La cobertura mediática sobre “Born to Run” se centró en la descripción que hizo Bruce de su larga batalla contra la depresión. Los críticos encontraron irónico que alguien que puso todo lo que tenía en una ofrenda de exaltación de cuatro horas de duración sufriera de una enfermedad que puede encerrarlo en un mundo profundo y oscuro. Pero como alguien que vive con depresión, lo entendí. La depresión es un monstruo; A veces ese monstruo es Shrek y otras veces es Godzilla. Rezas por los días de Shrek, pero te preparas para los días de Godzilla, desplegando todas las armas de tu arsenal para mantener a Godzilla fuera de tu rastro. Y si eso significa, para Bruce, un solo de guitarra abrasador, un rugido desgarrador, una banda que amplifica tu dolor, y si te lleva cuatro horas, noche tras noche, ciudad tras ciudad, entonces lo haces.
Con “Springsteen on Broadway”, Bruce exploró su música para una exploración más profunda de su proceso y evolución como artista, reinventando sus canciones para adaptarlas a la sensibilidad de un entonces sexagenario que ha visto, sentido y vivido.
Revelación completa: vi “Springsteen on Broadway” a 3000 millas de Broadway, en la comodidad de mi sala de estar en Los Ángeles, en Netflix. Así como leer un libro es un intercambio profundamente personal entre autor y lector, ver a Springsteen en Broadway me permitió involucrarme en el viaje psicológico/emocional/artístico de Bruce. No hay necesidad de bailar en la oscuridad. Simplemente procesándolo por mi cuenta.
Esta manifestación de vulnerabilidad, de excavación personal, inspiró una nueva apreciación, una conexión diferente: con un artista al servicio y en plena lealtad a su arte, que todavía está buscando, sigue buscando y que está dispuesto a interrogar los misterios y maravillas. de su larga odisea, y todo lo que creó y compartió a lo largo del camino.
Todos tenemos capítulos en nuestras narrativas actuales que preferiríamos dejar cerrados y sin examinar.
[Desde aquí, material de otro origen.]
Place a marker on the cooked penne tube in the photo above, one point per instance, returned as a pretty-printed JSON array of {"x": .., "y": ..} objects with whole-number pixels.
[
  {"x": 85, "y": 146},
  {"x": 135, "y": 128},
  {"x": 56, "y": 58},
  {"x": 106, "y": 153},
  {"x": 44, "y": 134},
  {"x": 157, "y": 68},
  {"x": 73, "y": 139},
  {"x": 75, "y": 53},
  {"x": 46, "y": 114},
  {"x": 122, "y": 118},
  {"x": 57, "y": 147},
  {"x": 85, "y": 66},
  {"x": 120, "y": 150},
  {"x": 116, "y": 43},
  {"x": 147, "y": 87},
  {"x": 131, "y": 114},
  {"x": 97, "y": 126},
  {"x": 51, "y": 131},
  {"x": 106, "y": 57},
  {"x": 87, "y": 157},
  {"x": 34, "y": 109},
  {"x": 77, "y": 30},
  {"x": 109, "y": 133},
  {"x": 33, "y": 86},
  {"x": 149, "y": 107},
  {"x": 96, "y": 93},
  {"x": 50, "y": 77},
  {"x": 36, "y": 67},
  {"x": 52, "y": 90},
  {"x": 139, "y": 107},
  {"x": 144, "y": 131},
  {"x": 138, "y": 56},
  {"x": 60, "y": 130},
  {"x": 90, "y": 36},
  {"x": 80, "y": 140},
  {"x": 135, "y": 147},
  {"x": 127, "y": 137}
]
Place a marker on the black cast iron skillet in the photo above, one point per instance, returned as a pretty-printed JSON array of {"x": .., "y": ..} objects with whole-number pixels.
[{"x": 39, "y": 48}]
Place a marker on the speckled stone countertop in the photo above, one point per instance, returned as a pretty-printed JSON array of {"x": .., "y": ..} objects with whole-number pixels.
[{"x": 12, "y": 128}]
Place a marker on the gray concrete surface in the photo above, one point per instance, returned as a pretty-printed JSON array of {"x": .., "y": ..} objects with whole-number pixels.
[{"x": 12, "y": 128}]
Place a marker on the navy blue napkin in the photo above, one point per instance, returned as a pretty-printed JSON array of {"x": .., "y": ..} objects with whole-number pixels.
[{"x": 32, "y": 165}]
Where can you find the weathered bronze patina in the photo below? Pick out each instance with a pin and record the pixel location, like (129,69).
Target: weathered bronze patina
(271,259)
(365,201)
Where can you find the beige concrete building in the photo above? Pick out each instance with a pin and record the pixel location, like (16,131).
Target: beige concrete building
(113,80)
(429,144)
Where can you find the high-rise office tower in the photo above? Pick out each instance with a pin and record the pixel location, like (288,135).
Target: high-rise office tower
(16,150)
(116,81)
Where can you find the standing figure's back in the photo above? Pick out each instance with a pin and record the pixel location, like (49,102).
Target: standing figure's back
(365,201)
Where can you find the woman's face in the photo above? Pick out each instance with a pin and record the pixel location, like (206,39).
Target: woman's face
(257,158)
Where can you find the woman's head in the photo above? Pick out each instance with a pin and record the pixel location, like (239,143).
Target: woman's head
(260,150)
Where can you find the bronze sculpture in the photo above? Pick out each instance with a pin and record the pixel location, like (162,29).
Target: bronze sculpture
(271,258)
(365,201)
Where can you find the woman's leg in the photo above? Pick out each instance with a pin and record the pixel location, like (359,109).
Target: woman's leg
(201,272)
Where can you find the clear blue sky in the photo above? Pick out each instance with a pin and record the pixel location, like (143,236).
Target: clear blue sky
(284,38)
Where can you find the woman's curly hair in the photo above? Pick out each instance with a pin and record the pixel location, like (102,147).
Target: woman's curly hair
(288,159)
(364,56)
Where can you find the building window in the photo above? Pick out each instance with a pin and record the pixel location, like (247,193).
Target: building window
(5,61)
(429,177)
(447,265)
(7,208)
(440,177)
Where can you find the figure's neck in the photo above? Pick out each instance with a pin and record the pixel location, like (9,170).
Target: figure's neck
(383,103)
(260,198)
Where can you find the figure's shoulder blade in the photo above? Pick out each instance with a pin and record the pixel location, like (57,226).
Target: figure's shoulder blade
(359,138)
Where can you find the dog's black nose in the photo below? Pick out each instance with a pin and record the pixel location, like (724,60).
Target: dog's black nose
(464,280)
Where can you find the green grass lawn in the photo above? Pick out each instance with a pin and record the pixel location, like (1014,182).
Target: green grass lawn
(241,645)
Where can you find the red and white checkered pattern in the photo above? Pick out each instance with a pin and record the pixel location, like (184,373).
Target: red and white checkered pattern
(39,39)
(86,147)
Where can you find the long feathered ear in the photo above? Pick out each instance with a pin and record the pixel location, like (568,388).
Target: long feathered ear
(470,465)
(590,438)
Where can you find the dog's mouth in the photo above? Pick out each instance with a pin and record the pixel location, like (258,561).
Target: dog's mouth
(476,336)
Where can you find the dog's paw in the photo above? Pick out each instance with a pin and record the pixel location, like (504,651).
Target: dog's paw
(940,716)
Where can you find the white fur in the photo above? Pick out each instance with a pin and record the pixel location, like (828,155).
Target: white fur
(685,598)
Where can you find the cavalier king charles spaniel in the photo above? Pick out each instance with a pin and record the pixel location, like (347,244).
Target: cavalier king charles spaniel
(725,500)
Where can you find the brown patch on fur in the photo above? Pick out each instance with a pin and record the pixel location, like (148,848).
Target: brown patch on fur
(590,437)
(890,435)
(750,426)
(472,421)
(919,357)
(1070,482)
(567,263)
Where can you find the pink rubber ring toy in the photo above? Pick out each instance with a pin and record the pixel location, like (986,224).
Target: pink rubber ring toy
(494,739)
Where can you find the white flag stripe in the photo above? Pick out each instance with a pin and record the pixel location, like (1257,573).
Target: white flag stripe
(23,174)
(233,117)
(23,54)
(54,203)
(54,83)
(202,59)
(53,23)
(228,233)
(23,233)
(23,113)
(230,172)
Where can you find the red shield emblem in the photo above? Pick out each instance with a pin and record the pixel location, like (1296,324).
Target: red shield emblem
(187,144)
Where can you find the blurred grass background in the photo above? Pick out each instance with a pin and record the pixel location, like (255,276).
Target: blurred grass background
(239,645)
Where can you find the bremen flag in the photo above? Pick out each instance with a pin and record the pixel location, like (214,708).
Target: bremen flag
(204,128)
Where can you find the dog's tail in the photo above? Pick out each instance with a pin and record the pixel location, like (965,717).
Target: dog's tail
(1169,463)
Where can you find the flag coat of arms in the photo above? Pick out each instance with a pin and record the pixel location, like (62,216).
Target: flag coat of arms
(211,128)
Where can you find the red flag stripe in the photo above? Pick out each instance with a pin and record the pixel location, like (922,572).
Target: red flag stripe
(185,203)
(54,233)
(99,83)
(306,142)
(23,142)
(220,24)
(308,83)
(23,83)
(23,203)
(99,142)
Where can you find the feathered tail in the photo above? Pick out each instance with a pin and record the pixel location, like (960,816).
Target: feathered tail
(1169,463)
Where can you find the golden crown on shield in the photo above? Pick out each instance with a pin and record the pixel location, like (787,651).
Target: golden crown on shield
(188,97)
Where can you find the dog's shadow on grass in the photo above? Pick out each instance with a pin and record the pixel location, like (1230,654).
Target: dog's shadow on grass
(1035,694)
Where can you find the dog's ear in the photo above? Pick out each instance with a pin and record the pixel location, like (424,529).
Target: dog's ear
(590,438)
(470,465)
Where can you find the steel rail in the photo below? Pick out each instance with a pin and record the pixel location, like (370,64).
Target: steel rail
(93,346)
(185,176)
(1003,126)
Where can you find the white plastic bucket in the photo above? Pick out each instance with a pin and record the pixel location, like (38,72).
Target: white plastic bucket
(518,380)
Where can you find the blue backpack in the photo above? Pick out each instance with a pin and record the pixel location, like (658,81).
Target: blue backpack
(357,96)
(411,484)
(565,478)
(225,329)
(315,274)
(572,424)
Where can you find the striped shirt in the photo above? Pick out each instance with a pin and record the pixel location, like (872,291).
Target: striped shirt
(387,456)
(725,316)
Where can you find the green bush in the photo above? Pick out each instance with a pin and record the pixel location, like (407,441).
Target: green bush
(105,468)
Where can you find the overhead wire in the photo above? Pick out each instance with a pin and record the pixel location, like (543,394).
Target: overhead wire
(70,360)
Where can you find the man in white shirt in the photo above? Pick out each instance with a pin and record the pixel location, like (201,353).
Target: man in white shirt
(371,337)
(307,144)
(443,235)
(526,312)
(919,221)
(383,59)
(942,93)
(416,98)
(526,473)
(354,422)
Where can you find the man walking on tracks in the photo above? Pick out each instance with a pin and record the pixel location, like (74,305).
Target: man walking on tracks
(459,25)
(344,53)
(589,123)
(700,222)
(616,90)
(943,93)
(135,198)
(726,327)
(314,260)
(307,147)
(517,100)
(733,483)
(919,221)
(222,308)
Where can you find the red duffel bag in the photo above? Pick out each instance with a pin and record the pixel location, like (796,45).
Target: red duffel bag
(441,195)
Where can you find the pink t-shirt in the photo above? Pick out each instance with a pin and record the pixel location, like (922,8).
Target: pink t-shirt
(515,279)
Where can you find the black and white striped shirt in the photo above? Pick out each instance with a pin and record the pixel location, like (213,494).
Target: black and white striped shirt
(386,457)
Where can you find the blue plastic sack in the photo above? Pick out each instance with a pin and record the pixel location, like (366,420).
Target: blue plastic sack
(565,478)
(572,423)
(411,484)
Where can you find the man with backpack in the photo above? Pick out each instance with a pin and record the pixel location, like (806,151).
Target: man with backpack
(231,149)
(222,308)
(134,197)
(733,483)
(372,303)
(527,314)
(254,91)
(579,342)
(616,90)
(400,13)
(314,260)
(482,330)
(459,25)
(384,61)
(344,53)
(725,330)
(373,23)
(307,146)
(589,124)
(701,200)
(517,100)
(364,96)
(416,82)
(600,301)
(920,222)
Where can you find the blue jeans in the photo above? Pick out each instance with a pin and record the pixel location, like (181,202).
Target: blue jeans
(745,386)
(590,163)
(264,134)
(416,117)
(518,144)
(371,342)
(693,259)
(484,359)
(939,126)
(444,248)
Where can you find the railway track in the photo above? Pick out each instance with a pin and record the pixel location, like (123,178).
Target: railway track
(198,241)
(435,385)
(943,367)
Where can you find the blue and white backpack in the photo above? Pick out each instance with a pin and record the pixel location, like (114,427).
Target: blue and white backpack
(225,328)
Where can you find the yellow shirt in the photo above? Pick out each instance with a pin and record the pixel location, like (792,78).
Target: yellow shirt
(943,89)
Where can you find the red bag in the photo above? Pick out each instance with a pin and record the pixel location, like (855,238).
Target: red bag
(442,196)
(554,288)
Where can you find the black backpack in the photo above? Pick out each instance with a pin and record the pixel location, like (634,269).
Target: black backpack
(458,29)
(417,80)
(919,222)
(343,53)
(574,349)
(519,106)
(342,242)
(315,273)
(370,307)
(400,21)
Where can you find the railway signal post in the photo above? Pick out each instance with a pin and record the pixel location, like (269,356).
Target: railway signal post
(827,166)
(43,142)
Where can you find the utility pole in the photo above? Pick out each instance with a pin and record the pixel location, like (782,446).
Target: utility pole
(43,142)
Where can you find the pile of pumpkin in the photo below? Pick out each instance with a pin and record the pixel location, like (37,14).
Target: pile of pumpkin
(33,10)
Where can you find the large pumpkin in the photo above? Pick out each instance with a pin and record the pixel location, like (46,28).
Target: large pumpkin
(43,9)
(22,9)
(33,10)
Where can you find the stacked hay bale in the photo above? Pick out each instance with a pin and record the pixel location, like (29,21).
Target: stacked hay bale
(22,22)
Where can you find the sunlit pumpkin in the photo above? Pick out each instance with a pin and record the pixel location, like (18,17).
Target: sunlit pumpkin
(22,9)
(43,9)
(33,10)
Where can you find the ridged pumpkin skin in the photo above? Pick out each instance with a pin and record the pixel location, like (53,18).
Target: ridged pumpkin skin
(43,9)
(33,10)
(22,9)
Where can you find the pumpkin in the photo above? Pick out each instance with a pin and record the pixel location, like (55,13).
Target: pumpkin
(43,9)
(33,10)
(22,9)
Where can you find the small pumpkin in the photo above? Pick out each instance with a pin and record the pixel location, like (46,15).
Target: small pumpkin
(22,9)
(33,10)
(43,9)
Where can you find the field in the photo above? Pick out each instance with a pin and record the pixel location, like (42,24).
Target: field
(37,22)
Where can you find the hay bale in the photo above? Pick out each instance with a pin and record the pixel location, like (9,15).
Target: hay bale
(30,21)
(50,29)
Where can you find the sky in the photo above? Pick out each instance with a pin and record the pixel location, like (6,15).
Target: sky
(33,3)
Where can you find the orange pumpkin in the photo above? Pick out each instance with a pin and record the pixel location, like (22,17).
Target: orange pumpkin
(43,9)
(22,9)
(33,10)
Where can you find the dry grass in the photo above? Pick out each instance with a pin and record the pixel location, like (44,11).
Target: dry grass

Pero Bruce estaba más que dispuesto a ir allí. Si bien mi fandom adolescente fue motivo de escape, júbilo y empoderamiento, mi aprecio de mediana edad me ha inspirado a reexaminar mis propias páginas traseras en busca de verdades más profundas sobre dónde he estado y hacia dónde voy.
El ícono del rock que una vez me tuvo esclavizado es hoy una mayor inspiración como ser humano, dotado de debilidades y gracia, oscuridad y luz, demonios y ángeles, en igual medida.
Tom White es un escritor y editor que vive en Los Ángeles. Esto fue escrito paraZócalo Public Square.